Clustering analysis of DElncRNAs, DEmiRNAs, and DEmRNAs
According to the above screening criteria, 224 HCC samples and 27 normal samples were included. The screening parameters of lncRNAs and mRNAs were set to P < 0.05, FDR < 0.05, and FC > 1.5. The screening parameters of miRNAs were set to P < 0.05 and FC > 1.2. Finally, 1896 DEmRNAs, 330 DElncRNAs, and 76 DEmiRNAs (Supplemental Tables S1-S3) were obtained. According to the expression values of the DElncRNAs, DEmiRNAs and DEmRNAs in the samples, cluster analysis was carried out, and the results are displayed in the form of a heat map (Fig. 1).
GO And Pathway Analysis Of DEmRNAs In HCC
Compared with normal liver tissue, there were 1896 DEmRNAs in HCC tissues, including 953 upregulated DEmRNAs and 943 downregulated DEmRNAs. These upregulated and downregulated DEmRNAs were analyzed by using the GO database. These genes were enriched by terms in the GO database to determine their functions. The upregulated DEmRNAs were mainly enriched in rRNA processing, SRP-dependent cotranslational protein targeting to the membrane, translational initiation, nuclear-transcribed mRNA catabolic process, nonsense-mediated decay, viral transcription and translation (Fig. 1D), while the downregulated DEmRNAs were mainly enriched in the oxidation-reduction process, regulation of complement activation, complement activation, classical pathway, receptor-mediated endocytosis and proteolysis (Fig. 1E). Then, we performed KEGG pathway enrichment analysis and found that the upregulated DEmRNAs were mainly correlated with the ribosome, metabolic pathways, protein processing in the endoplasmic reticulum, spliceosome and cell cycle (Fig. 1F), while the downregulated DEmRNAs were mainly correlated with metabolic pathways, complement and coagulation cascades, carbon metabolism, valine, leucine and isoleucine degradation, and fatty acid degradation (Fig. 1G).

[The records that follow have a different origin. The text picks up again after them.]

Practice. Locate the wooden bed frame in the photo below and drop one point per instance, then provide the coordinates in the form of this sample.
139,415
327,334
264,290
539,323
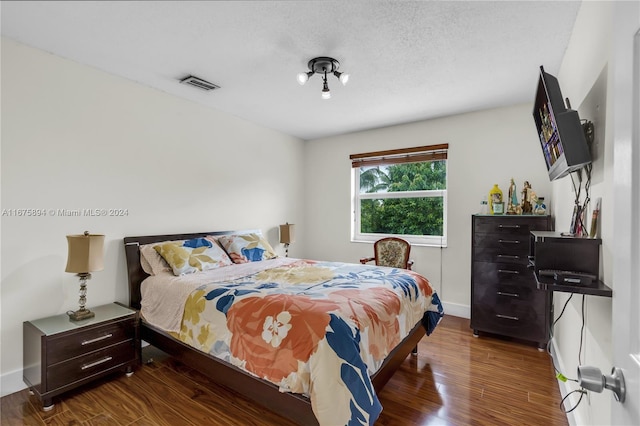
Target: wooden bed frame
293,406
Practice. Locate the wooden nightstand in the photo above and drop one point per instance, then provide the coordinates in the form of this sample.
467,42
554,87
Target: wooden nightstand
60,354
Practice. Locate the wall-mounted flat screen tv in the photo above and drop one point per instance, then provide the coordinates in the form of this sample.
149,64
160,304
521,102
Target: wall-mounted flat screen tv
561,135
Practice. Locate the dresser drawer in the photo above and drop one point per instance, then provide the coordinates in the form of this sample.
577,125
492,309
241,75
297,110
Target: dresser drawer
88,340
522,321
501,273
505,225
481,254
87,365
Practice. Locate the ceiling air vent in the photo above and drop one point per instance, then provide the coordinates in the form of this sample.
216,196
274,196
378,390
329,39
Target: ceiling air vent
199,83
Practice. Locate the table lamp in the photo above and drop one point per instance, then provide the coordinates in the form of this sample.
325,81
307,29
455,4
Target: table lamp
85,256
287,236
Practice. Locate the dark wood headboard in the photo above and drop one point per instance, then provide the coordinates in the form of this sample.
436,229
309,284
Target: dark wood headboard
135,272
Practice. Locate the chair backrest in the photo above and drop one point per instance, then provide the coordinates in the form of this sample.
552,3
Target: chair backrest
393,252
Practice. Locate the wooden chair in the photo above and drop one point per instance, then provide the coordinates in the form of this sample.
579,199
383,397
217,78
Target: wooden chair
391,251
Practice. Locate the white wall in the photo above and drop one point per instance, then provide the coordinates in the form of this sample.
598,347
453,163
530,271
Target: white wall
74,137
585,79
485,147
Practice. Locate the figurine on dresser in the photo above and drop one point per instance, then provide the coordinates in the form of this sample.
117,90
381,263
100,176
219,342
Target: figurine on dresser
512,207
528,197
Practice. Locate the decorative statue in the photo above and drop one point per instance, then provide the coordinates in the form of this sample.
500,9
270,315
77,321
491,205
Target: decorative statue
513,198
527,195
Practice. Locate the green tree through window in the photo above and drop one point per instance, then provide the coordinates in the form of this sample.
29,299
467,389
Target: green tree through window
406,199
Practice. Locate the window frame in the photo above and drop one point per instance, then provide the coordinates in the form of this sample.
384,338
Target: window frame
400,156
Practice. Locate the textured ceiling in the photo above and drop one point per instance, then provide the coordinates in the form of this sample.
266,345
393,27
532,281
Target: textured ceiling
408,60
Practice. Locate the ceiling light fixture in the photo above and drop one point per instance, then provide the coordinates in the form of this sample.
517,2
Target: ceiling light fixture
323,65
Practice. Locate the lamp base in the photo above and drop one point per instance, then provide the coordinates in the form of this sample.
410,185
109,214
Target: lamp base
80,314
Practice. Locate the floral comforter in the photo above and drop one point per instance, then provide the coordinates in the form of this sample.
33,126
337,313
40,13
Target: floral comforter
317,328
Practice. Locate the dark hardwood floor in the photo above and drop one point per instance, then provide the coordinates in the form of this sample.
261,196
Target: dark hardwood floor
454,380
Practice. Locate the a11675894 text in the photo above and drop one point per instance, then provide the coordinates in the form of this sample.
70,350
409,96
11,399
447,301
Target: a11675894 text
33,212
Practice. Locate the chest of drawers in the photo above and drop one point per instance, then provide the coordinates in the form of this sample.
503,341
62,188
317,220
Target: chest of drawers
60,354
504,297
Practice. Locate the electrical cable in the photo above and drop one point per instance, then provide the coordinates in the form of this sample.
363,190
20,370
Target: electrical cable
553,361
581,333
581,391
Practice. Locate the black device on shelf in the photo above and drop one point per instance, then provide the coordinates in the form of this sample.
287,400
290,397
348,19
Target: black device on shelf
566,263
561,134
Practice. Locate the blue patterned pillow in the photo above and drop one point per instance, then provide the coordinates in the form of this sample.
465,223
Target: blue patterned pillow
198,254
246,248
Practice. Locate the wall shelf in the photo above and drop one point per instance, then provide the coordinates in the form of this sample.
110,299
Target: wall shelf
596,289
554,251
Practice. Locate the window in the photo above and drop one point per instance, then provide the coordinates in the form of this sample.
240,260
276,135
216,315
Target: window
401,193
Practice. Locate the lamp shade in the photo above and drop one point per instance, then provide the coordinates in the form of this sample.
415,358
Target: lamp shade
287,233
85,253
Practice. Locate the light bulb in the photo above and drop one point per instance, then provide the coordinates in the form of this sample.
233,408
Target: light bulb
303,77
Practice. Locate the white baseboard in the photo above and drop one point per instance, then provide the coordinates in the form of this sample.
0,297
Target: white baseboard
573,417
457,310
11,383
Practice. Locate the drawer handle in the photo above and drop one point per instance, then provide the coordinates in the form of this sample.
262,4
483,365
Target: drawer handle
97,339
510,256
508,317
93,364
509,241
500,293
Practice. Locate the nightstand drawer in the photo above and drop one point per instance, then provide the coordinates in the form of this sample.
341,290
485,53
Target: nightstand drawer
507,243
87,340
85,366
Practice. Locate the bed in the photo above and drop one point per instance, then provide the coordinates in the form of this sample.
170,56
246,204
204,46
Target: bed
299,337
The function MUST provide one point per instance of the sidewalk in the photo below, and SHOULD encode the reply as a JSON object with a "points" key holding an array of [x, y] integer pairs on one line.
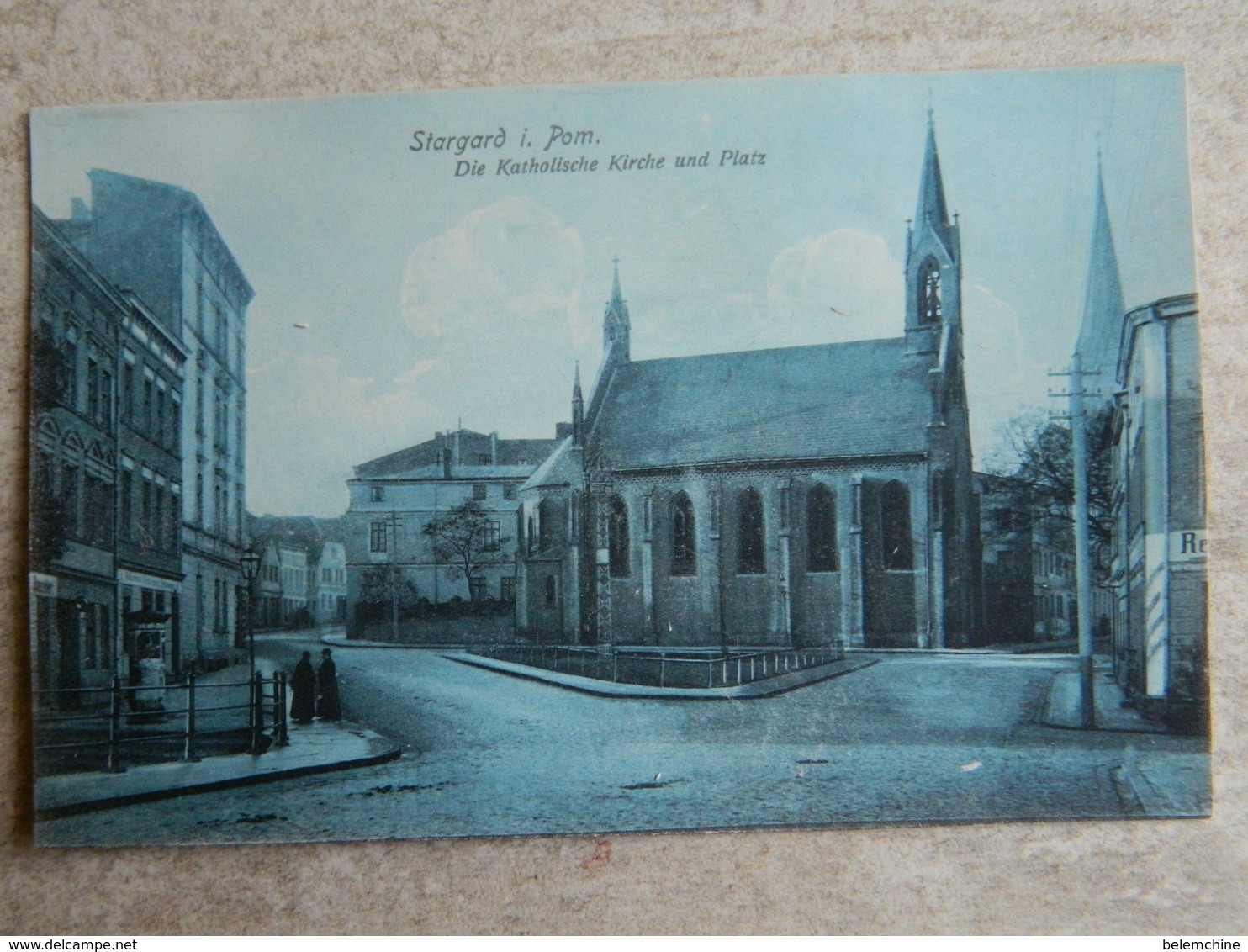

Construction And Analysis Of The Weighted Coexpression Network
According to the expression information of the DElncRNAs, DEmiRNAs, and DEmRNAs in the samples, cluster analysis was carried out, and the results showed that there were no outlier samples (Fig. 2A and B). To determine the relative balance between scale independence and mean connectivity, the network topology with a soft threshold power of 1 to 20 was analyzed. Finally, we determined that the optimal β value of mRNAs/lncRNAs was 7 (Fig. 2C), and the optimal β value of miRNAs was 4 (Fig. 2D) in the coexpression network analysis. According to the consistent topological overlap and the corresponding module colors represented by the color row, a gene dendrogram was obtained by clustering the dissimilarity. Each colored row represents a color-coded module that contains a set of highly connected genes. Finally, nine modules were generated in the lncRNA/mRNA coexpression network (Fig. 2E), and five modules were generated in the miRNA coexpression network (Fig. 2F). Then, we calculated and mapped the relationship between each module and the corresponding clinical features. From the miRNA correlation module (Fig. 2H), we found that the turquoise module had the largest negative correlation (module-trait weighted correlation = -0.67) with the tumors related to the miRNA coexpression network and had the largest positive correlation (module‐trait weighted correlation = 0.17) with survival time. Therefore, for the miRNA module, we selected the turquoise module to construct the ceRNA network. In addition, from the lncRNA/mRNA correlation module (Fig. 2G), we found that the turquoise module had the largest positive correlation (module‐trait weighted correlation = 0.54) with the tumor related to the lncRNA/mRNA coexpression network and the largest negative correlation with survival time (module‐trait weighted correlation = -0.27). Therefore, in the lncRNA/mRNA module, the turquoise module was selected to construct the ceRNA network. Finally, the turquoise lncRNA/mRNA module was combined with the turquoise miRNA module to construct the ceRNA network.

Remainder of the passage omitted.